What is the Emily manganese project? The Emily area has the richest known manganese deposit in North America – between four and ten billion pounds of this mineral that has many important uses. For example, manganese is a critical product for use in steel production, battery storage, electric vehicle batteries, and medical devices. Bloomberg reports that the electric vehicle usage will rise worldwide from 1.1 million in 2017 to 30 million in 2030, just one example of how demand for manganese is likely to grow. In order to prepare our cooperative for the future, we decided to embrace the renewable energy and electric vehicle boom that is upon us by investing in this important Minnesota resource.
What has been happening with the mine? There is no mine yet – but experts know the manganese is down there. The first step in a mining project is to conduct the tests (and related studies) needed to demonstrate that the minerals can be recovered economically. These tests take a number of years, and Cooperative Mineral Resources, a company owned by Crow Wing Power, owns the rights to the mining on this land and has paid for these tests.
Will Crow Wing Power and Hunt Enterprises eventually create a mine for the manganese? We will need partners – companies that are experts in this type of mining to provide both financial and technical resources needed to make this project successful.
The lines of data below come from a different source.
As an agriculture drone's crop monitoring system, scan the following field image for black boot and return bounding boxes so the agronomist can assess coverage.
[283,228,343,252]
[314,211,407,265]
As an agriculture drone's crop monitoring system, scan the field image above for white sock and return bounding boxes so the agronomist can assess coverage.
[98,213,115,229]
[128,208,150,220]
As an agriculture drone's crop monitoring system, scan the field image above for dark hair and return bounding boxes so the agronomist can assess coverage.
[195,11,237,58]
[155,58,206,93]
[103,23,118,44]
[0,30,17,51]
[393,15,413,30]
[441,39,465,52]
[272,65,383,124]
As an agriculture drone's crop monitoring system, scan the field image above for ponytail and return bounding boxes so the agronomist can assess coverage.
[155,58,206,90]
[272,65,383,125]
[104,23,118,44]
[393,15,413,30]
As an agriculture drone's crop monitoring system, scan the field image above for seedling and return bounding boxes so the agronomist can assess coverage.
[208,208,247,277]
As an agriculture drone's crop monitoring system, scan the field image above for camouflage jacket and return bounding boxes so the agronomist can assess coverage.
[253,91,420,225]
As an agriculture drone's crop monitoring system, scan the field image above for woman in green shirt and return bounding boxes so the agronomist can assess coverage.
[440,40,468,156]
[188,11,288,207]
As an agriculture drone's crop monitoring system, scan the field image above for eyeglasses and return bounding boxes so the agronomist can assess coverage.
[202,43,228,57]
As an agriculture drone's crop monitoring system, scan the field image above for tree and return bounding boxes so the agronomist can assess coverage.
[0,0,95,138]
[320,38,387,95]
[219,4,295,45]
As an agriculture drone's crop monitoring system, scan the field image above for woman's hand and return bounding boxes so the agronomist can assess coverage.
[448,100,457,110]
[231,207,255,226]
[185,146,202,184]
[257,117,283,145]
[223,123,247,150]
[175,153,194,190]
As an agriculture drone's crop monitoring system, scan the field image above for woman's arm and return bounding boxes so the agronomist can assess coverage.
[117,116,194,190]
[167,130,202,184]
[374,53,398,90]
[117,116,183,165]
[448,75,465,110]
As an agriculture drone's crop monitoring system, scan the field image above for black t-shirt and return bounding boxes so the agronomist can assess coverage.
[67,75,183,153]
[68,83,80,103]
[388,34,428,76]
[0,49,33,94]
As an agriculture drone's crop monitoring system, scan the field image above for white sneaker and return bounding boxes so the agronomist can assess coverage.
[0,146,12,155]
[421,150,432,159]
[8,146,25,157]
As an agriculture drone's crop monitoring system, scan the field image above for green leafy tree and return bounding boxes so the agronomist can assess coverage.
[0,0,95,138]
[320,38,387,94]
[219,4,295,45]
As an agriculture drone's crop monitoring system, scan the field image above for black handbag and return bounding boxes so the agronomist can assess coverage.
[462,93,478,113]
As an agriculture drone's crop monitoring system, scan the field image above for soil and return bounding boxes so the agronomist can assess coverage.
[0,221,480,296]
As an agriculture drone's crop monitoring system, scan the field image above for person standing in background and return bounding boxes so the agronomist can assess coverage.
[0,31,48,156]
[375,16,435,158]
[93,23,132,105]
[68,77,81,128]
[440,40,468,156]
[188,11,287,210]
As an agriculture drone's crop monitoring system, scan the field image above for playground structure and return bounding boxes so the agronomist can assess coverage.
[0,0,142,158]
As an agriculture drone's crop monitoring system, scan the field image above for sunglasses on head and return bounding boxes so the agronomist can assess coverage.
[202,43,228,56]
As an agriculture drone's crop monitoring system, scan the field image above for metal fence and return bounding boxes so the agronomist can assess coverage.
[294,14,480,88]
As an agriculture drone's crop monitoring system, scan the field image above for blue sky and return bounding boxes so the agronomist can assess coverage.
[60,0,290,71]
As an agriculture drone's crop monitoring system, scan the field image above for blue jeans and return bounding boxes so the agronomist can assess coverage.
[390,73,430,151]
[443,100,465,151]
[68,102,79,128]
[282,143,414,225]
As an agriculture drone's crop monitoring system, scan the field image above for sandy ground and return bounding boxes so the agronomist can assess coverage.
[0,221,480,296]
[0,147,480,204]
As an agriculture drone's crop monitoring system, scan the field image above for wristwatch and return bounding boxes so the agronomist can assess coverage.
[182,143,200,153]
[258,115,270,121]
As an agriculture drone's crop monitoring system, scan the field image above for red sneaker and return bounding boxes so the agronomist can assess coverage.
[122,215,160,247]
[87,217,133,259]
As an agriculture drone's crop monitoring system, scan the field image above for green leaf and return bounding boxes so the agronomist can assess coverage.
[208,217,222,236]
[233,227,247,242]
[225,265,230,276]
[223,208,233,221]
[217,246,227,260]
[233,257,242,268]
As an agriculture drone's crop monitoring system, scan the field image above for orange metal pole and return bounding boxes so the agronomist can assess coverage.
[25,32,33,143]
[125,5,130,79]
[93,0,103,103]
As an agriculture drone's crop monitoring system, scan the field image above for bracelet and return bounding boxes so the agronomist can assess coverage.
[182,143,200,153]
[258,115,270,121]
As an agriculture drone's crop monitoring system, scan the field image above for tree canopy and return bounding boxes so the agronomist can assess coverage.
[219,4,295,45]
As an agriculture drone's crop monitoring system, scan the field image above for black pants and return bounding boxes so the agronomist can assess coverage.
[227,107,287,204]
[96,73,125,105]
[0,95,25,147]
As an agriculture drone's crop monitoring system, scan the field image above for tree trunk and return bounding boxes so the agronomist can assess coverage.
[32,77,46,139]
The purpose of the tests are to demonstrate that the mine could be commercially successful – and we are confident that the Emily manganese deposit will be successful.
Why is this taking so long? Mining is certainly a complicated business. After the bore hole mining demonstration project failed in 2011, we knew it could take a number of years to compile the technical information and attract the partners needed to make the mine successful. Fortunately, our successful sale of Hunt Technologies in 2006 gave us the funding we needed to invest in this project.